We spend much more on delivery of clinical services, often at the end of life to very sick patients, than we do on public health. Public health focuses on the health of a whole population, and often on preventing illness from happening in the first place. In trying to achieve its goals, public health considers social determinants of health and social and physical environments.
That’s because the causes of disease are often more strongly rooted in factors outside the health care system – like where we live, what we eat, the air we breathe. But the health care system and its providers do not know about these community, economic, environmental, behavioral and social causes of disease. Right now information is not typically collected nor sought about them.
These data are important, but we aren’t ready to collect them yet
Making sure is collected and integrated into routine care could help solve that disconnect. But there are many hurdles to proposals for putting this information into use.
Right now health care providers don’t get paid for collecting, documenting or using these data.
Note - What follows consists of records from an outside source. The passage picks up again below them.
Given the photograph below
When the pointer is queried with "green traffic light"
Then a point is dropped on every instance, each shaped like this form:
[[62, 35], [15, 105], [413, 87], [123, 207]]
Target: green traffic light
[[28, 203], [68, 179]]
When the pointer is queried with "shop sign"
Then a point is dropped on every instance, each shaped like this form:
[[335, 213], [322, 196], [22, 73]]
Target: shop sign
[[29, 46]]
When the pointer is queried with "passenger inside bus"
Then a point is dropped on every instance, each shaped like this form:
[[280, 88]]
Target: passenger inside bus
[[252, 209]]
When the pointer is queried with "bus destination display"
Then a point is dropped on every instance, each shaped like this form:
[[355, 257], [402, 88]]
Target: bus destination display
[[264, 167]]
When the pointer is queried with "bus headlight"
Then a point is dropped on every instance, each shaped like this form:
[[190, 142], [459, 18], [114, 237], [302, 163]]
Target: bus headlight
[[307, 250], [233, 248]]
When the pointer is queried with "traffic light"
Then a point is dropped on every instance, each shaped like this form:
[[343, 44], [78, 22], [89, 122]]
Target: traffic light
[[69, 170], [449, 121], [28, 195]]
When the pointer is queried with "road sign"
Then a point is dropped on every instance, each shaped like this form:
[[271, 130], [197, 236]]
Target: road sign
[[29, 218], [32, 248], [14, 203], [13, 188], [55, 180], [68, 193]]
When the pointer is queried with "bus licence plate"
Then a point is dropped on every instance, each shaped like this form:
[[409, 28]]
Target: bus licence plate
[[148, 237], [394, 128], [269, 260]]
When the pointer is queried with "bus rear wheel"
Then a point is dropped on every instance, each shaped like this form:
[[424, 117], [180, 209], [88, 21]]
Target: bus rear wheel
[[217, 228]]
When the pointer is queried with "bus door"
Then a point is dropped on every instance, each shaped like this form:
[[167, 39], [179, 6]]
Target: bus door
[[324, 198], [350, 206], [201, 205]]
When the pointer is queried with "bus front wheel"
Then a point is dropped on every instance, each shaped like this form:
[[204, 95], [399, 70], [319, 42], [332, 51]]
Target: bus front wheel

And medical training and clinical care guidelines do not yet teach providers how to incorporate these factors into care, so they would need instruction on what to do with this new social, environmental and community information.
And most clinical risk models do not include environmental, community or social determinants of health. Researchers have noted, for instance, that the Framingham Risk Score, which is used to predict risk of coronary heart disease, leads to underdiagnosis of cardiovascular disease in populations of low socioeconomic status (SES), because it doesn’t take SES into account. But integrating SES and other determinants of health in established risk calculators and clinical protocols will require investments by health care systems.
Policymakers and scientists are already meeting to develop a large-scale effort in response to the Precision Medicine Initiative. We believe that it is critical that community, economic, environmental, behavioral and social determinants of health are part of these discussions.